Alaska, Texas Reject Common Core Standards

Alaska, Texas Reject Common Core Standards
March 25, 2010

At least two states have rejected the Common Core State Standards Initiative (CCSSI) draft standards submitted by state governors and endorsed by the Obama administration. With the White House proposing to make federal funds contingent on states adopting the “voluntary” standards, other officials are reconsidering their commitment to the initiative as well.

Forty-eight states joined to the National Governor’s Association and Council of Chief State School Officers in 2009 to draft a set of college and career-ready standards in math and English-language arts. Only Alaska and Texas refused to participate.

The Obama administration’s “blueprint” for reauthorizing the Elementary and Secondary Education Act would tie $14.5 billion in Title I money for low-income districts to adopting the CCSSI standards. And the Education Department earlier this year announced that future Race to the Top grants would be directed to early adopters of the common core initiative.

‘Voluntary’ Standards Became Mandatory

The draft standards were released March 10. Texas formally opted out of the CCSSI in January.

“I will not commit Texas taxpayers to unfunded federal obligations or to the adoption of unproven, cost-prohibitive national standards and tests,” Gov. Rick Perry (R) wrote in a January 13 letter to U.S. Education Secretary Arne Duncan.

Perry had made his intentions clear in November when he directed state Education Commissioner Robert Scott not to commit to adopting national standards in the state’s Race to the Top grant application.

Scott explained in a November 25 letter to U.S. Senator John Cornyn (R-TX) why the Lone Star State objects to the Common Core Standards initiative.

The standards were “originally sold to states as voluntary, [but] states have now been told that participating in national standards and national testing would be required as a condition of receiving federal discretionary [Race to the Top] grant funding under the American Recovery and Reinvestment Act (ARRA),” Scott wrote. “Because Texas has chosen to preserve its sovereign authority to determine what is appropriate for Texas children to learn in its public schools, the state is now placed in serious disadvantage in competing for its share of ARRA discretionary funding.”

‘Not for Sale at Any Price’

Matthew Ladner, vice president of research at the Goldwater Institute, says Perry’s decision to opt out of the common core standards initiative was a shrewd move.

“Perry stated that the academic standards of Texas are not for sale at any price. He is wise to do so,” Ladner said. “Proponents of the common core standards exhibit a naive faith that the standards will be high, which is unlikely, and that they will be sustained at a high level, which is almost impossible.”

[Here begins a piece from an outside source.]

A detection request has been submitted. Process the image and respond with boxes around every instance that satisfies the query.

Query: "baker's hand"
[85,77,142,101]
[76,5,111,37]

“The effort is well-intentioned but unsophisticated, and the nation’s second largest state is therefore wise to make its own K-12 decisions,” Ladner said.

Alaska’s Objections

Alaska opted out of the standards project in June 2009, citing concerns about costs and federal mandates associated with Race to the Top grants.

“The Race to the Top application didn’t ask open-ended questions about what states think will work,” said Eric Fry, a spokesman for Alaska’s Department of Education. “It’s also quite expensive to apply.”

“It costs us about $1,000 to bring one person into Anchorage. If we bring hundreds of educators in to discuss the application, which is what we should do, it would cost hundreds of thousands of dollars to apply. We didn’t want to spend a lot of money on a losing battle. We wanted to formulate our own plan,” Fry explained.

Fry noted it’s still possible Alaska could apply for round two of Race to the Top funding, but he cautioned the Last Frontier State “would like to be the entity that declares its own standards.”

However, Fry said the amount of federal money tied to adopting common core standards could factor into the state’s eventual decision.

“If there comes a point at which a good deal of money is tied to the common core, we might revisit our decision,” Fry said.

Massachusetts Has Second Thoughts

Several states, including Massachusetts, California, Virginia, and Minnesota, have balked at adopting the common core standards if the Obama administration effectively makes them mandatory. State officials say they want assurances the national standards will not dilute existing state frameworks.

Massachusetts Education Secretary Paul Reville has said the Commonwealth would not adopt the common core standards if they are lower than those established in the Bay State. “We are not going to endorse anything that is not at least as rigorous as our own standards,” Reville told the Boston Globe on March 15.

Sandra Stotsky, professor of education at the University of Arkansas and a member of the National Mathematics Advisory Panel, oversaw the development of Massachusetts’s standards. She says the draft common core frameworks would be a step down for the state.

“It’s not clear if [Reville] will have the professional courage to recommend that the Board of Education not send the final common core standards—due in late May or early June—out for public comment and eventual approval,” Stotsky said.
 
Unknown Costs

Stotsky also questioned the wisdom of investing considerable state dollars in an uncertain endeavor.

“Of major concern to all was the potential cost of new textbooks and teacher training if differently organized, skills-based standards are adopted. My sense of the meeting was that many teachers and administrators in the Bay State aren’t yet convinced it would be worth it unless Common Core can come up with a vastly superior product to what it has so far shown the public,” Stotsky said.